Hi, Jeanne... thanks for the response (and the welcome)!
I agree, my expectation is (as you pointed out) that I'll always get a RecordCount returned from this query, even if there are no matching records... and I am.
To reiterate, I put a breakpoint at line 20, examined the value of the expression rs.next()... it's true. But when I continue execution (step over), it doesn't execute the next statement in the if block... it jumps directly to the finally block. Seems impossible (!)... but that's what it's doing, consistently.

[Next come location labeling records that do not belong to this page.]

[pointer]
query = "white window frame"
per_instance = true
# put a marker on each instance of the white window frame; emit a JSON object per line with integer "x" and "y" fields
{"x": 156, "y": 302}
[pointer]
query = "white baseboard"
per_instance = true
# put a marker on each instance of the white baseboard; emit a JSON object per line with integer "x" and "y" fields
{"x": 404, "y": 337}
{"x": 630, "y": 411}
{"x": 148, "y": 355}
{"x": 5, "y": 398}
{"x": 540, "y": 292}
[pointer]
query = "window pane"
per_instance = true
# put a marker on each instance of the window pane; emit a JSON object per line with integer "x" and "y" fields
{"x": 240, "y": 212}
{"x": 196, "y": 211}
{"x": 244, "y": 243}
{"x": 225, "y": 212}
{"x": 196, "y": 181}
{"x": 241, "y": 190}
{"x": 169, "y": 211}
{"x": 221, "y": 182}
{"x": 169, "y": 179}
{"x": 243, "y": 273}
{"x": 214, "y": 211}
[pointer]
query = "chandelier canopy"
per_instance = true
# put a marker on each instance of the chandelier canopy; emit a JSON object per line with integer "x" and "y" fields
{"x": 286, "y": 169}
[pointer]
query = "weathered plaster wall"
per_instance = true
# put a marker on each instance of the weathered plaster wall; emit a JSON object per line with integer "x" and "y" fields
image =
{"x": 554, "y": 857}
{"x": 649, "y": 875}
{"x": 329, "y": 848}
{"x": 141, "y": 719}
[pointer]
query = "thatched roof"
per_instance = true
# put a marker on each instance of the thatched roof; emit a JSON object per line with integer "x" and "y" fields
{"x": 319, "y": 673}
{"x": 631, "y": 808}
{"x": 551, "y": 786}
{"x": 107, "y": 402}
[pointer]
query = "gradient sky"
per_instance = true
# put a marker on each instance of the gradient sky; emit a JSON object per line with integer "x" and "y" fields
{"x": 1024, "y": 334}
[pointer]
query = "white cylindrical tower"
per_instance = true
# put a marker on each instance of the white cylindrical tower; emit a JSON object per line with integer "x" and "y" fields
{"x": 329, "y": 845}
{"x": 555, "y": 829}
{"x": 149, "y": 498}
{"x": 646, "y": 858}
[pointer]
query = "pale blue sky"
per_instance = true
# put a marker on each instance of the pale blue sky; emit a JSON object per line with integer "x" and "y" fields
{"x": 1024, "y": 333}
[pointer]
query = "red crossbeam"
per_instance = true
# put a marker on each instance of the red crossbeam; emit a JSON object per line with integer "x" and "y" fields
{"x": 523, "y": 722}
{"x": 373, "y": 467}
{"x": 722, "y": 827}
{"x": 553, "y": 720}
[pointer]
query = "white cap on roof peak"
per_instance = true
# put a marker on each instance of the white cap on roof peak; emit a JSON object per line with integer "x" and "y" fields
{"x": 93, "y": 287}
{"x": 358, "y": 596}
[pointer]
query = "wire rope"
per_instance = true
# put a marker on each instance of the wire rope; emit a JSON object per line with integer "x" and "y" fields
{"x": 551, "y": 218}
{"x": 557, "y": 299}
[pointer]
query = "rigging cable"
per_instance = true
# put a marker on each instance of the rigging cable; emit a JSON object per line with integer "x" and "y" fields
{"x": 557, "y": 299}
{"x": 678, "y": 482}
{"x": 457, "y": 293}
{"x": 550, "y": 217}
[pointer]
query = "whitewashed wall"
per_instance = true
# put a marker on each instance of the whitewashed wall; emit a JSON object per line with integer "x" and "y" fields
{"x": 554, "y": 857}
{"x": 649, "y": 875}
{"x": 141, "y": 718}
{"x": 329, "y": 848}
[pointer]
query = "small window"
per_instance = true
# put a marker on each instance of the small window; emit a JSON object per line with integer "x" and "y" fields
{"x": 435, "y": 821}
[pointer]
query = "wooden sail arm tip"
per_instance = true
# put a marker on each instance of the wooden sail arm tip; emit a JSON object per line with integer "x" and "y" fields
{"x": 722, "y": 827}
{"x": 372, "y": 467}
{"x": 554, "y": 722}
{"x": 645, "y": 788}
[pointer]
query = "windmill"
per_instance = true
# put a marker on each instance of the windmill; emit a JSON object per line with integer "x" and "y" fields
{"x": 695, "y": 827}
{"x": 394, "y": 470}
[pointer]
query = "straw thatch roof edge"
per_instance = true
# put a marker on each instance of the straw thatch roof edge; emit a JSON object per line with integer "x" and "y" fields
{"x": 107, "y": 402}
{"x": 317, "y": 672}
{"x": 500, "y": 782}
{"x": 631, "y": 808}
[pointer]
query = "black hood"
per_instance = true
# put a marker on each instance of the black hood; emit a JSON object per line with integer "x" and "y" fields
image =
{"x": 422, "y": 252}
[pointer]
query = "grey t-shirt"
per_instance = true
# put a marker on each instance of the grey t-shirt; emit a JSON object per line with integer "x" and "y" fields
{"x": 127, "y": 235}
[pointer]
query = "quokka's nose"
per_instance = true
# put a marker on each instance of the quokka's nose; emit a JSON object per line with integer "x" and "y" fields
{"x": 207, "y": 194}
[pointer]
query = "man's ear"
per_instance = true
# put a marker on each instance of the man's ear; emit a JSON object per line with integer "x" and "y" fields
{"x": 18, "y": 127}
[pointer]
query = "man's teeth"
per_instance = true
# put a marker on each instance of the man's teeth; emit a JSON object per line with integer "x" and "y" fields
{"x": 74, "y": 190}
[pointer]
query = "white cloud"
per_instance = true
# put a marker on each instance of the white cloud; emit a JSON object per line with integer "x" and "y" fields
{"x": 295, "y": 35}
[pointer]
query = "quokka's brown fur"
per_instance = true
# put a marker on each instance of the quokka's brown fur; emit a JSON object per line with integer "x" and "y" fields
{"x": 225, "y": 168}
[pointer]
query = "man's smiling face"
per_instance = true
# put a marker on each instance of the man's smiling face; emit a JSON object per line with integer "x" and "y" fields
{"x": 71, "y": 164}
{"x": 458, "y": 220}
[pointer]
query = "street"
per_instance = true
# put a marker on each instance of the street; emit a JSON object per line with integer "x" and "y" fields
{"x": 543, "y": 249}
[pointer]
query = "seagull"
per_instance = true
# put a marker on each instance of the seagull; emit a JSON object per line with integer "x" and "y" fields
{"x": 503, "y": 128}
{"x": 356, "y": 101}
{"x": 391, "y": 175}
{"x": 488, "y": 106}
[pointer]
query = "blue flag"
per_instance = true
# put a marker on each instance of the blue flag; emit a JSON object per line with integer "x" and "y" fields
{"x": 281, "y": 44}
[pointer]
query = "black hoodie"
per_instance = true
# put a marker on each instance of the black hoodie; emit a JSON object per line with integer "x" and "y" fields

Using Eclipse JEE (Ganymede), app is deployed on JBoss 4.2.2, Oracle back end. No errors in JBoss log, no exceptions, no nothing... just weird. I've showed the behavior to a couple of other guys here, we're all scratching our heads. I've redeployed (many times), restarted JBoss, rebooted the server... no luck resolving this. Been fighting it for days...
BTW, this is a DAO class... and, as you can see, the connection is method-scoped. Also, I've copied the strSQL variable (while in break mode), pasted into Toad & executed... worked fine, returned a RecordCount of value 2 (or other value, depending on userSsn). I just can't get the code to continue executing the statements inside the if block...
Joined: Sep 15, 2009
I put println statements in the if block and the catch block - not executing either of 'em. <sigh>
I'm playing around with Connection scoping, now... I wonder if using these similarly-named connections / statements / resultsets within multiple methods, within multiple DAO's might be introducing a conflict?
try catching Throwable just as an experiment. Maybe you're getting a runtime exception thats not being caught.
On a side note, you should also put an independent try/catch around each "close()" statement. If one of your close statements throws an exception it will not finish the rest of your cleanup, and you will be leaking resources.